The Landau bands of mirror symmetric 2D Dirac semimetals (e.g., odd layers of $ABA$ graphene) can be identified by their parity with respect to mirror symmetry. This symmetry facilitates a new class of counterpropagating Hall states. We predict the presence of a Laughlin-like correlated liquid state, at the charge neutrality point, with opposite but equal electron and hole filling factors $|{\nu }_{\pm }|=1/m$ ($m$ odd). This state exhibits fractionally charged quasiparticle-hole pair excitations and counterpropagating edge states with opposite parity. Using a bosonized one-dimensional edge state theory, we show that the fractionally quantized two-terminal longitudinal conductance, ${\sigma }_{xx}=2e^2/(mh)$, is robust to short-ranged intermode interactions.

Figure 1

Lattice structure of $ABA$-trilayer graphene (TLG) (a) and $ABA$-pentalayer graphene (b) with mirror symmetry about the middle layer denoted by the red line (plane). Under mirror symmetry $A_1\leftrightarrow A_3$, $B_1\leftrightarrow B_3$, whereas the middle layer remains invariant for $ABA\text{−}\mathrm{TLG}$.

Figure 2

(a) Energy dispersion of $ABA\text{−}\mathrm{TLG}$ at $E_{\perp }=0$ (solid line) and $E_{\perp }=40\mathrm{meV}$ (dashed line). The semimetallic phase requires $|\mathrm{\Delta }|>(m_{+}+m_{-})$. (b) Landau level spectrum of $ABA\text{−}\mathrm{TLG}$. In both figures red represents the odd parity electrons and blue denotes the even parity electrons and the black dotted line denotes the Fermi energy at the CNP. The dotted and solid lines denote different valleys (sublattices for the zLLs).
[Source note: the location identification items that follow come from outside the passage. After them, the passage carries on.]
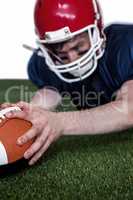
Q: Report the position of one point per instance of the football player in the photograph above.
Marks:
(77, 57)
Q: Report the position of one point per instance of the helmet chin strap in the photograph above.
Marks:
(81, 71)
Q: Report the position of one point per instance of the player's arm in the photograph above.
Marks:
(46, 98)
(114, 116)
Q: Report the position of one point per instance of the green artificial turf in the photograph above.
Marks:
(74, 168)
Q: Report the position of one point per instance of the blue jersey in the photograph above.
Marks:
(114, 68)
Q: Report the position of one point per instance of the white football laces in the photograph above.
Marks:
(4, 111)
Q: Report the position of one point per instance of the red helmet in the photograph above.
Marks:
(60, 20)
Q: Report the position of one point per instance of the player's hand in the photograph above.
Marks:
(45, 130)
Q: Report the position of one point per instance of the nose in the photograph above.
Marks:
(72, 56)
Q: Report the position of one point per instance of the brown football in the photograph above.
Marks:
(10, 131)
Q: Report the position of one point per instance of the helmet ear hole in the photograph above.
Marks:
(95, 36)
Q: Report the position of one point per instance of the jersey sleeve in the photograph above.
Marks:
(119, 56)
(41, 75)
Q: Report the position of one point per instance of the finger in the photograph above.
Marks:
(37, 145)
(33, 132)
(38, 155)
(17, 114)
(6, 105)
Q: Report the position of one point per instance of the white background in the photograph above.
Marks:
(17, 27)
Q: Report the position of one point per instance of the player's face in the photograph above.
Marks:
(71, 50)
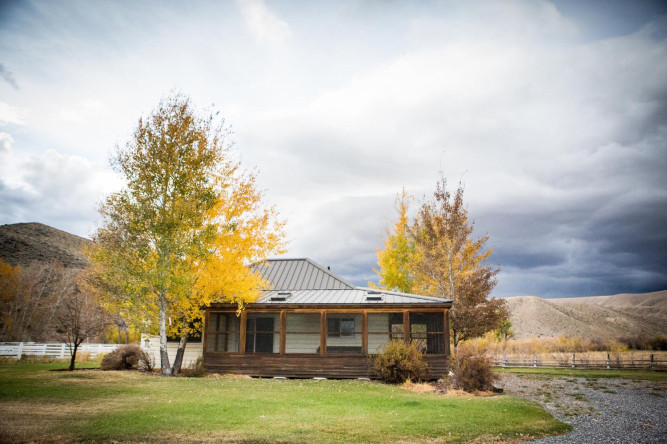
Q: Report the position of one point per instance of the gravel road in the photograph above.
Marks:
(599, 410)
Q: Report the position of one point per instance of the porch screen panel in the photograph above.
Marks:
(302, 334)
(344, 333)
(262, 333)
(223, 332)
(382, 328)
(427, 332)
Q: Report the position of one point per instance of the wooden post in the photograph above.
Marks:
(242, 331)
(364, 332)
(204, 338)
(283, 330)
(447, 338)
(406, 326)
(323, 333)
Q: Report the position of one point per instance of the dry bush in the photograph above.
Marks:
(127, 357)
(399, 362)
(543, 346)
(472, 369)
(195, 370)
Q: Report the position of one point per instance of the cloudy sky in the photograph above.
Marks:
(553, 115)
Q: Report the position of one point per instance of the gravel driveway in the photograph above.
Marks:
(599, 410)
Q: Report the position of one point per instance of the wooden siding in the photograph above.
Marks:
(305, 329)
(305, 366)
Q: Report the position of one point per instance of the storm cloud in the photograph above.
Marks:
(553, 118)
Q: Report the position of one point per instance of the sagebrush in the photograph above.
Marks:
(195, 369)
(472, 370)
(127, 357)
(399, 362)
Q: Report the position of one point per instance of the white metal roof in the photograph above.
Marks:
(302, 281)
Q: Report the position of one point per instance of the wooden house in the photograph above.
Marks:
(313, 323)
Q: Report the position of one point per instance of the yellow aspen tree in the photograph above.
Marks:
(161, 230)
(448, 263)
(396, 254)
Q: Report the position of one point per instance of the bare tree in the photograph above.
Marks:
(79, 316)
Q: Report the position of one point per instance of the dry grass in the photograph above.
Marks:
(612, 317)
(37, 405)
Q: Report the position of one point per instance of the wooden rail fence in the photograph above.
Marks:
(582, 363)
(58, 350)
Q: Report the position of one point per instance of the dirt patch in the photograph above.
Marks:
(227, 376)
(434, 387)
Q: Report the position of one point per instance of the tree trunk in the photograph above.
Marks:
(164, 356)
(73, 360)
(178, 360)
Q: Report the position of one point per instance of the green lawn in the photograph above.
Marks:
(90, 405)
(643, 375)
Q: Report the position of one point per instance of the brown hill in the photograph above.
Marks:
(21, 244)
(618, 316)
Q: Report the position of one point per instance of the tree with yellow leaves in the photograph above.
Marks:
(443, 260)
(397, 251)
(179, 235)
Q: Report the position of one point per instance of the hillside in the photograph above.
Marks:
(617, 316)
(23, 243)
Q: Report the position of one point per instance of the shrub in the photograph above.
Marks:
(195, 370)
(399, 362)
(127, 357)
(472, 370)
(658, 343)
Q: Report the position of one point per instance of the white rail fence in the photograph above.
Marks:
(58, 350)
(575, 362)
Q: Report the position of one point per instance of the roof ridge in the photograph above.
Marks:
(329, 276)
(409, 295)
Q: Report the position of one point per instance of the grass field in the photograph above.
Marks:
(642, 375)
(90, 405)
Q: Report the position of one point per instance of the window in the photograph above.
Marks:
(382, 328)
(303, 333)
(337, 327)
(427, 332)
(261, 334)
(223, 332)
(344, 333)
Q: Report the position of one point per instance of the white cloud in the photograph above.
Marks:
(12, 114)
(60, 190)
(6, 142)
(263, 23)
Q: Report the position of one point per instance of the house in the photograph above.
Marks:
(313, 323)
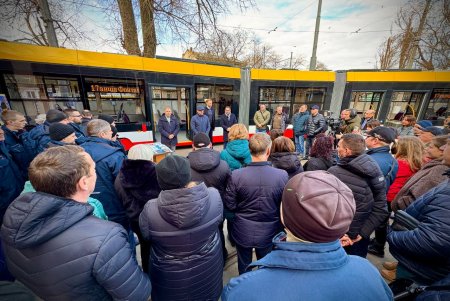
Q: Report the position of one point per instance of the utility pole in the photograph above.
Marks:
(418, 34)
(312, 64)
(48, 22)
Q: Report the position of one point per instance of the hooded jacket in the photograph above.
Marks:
(424, 250)
(186, 256)
(108, 160)
(429, 176)
(308, 271)
(237, 154)
(207, 167)
(254, 195)
(56, 248)
(363, 176)
(288, 162)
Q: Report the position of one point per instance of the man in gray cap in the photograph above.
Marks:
(308, 263)
(200, 122)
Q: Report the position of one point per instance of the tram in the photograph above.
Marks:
(34, 79)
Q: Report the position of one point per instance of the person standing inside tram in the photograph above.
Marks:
(200, 122)
(210, 112)
(169, 127)
(261, 119)
(226, 121)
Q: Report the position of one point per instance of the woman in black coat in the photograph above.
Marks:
(283, 156)
(321, 156)
(136, 184)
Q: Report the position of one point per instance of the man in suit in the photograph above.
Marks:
(227, 120)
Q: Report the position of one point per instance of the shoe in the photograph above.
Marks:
(390, 265)
(376, 251)
(388, 275)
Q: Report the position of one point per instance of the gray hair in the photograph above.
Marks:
(97, 126)
(141, 152)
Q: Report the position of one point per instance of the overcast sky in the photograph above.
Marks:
(350, 30)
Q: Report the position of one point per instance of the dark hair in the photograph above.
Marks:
(282, 145)
(322, 147)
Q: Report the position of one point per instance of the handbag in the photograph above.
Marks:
(404, 222)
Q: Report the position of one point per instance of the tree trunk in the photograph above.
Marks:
(130, 40)
(148, 27)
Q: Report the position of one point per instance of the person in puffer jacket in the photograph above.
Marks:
(363, 176)
(237, 153)
(183, 227)
(53, 244)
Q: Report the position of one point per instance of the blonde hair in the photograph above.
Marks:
(411, 149)
(238, 131)
(141, 152)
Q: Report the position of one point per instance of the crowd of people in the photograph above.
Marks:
(73, 202)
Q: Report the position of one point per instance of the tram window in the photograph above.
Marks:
(122, 98)
(177, 98)
(365, 100)
(221, 95)
(438, 107)
(404, 103)
(33, 94)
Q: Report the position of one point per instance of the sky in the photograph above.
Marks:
(350, 30)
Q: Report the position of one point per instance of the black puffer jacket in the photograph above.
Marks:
(254, 194)
(363, 176)
(61, 252)
(186, 256)
(288, 162)
(207, 167)
(424, 251)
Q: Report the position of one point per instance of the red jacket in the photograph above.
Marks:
(403, 175)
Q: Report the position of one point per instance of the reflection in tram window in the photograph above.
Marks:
(437, 109)
(363, 101)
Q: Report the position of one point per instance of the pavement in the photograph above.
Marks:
(230, 269)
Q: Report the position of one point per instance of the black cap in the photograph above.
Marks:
(53, 116)
(59, 131)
At neutral charge density ($\nu =0$) the even parity filling factor is ${\nu }_{+}=2$, while the odd parity filling factor is ${\nu }_{-}=-2$.

Figure 3

(a) and (b) Edge dispersion of the $\nu =1+(-1)$ fractional parity Hall state, the counterpropagating edge currents flows due to particle-hole fluctuations in the even (blue) and odd (red) parity zLLs. Counterpropagating edge states of the fractional parity Hall effect in the two-terminal (c) and Hall bar (d) measurement setup.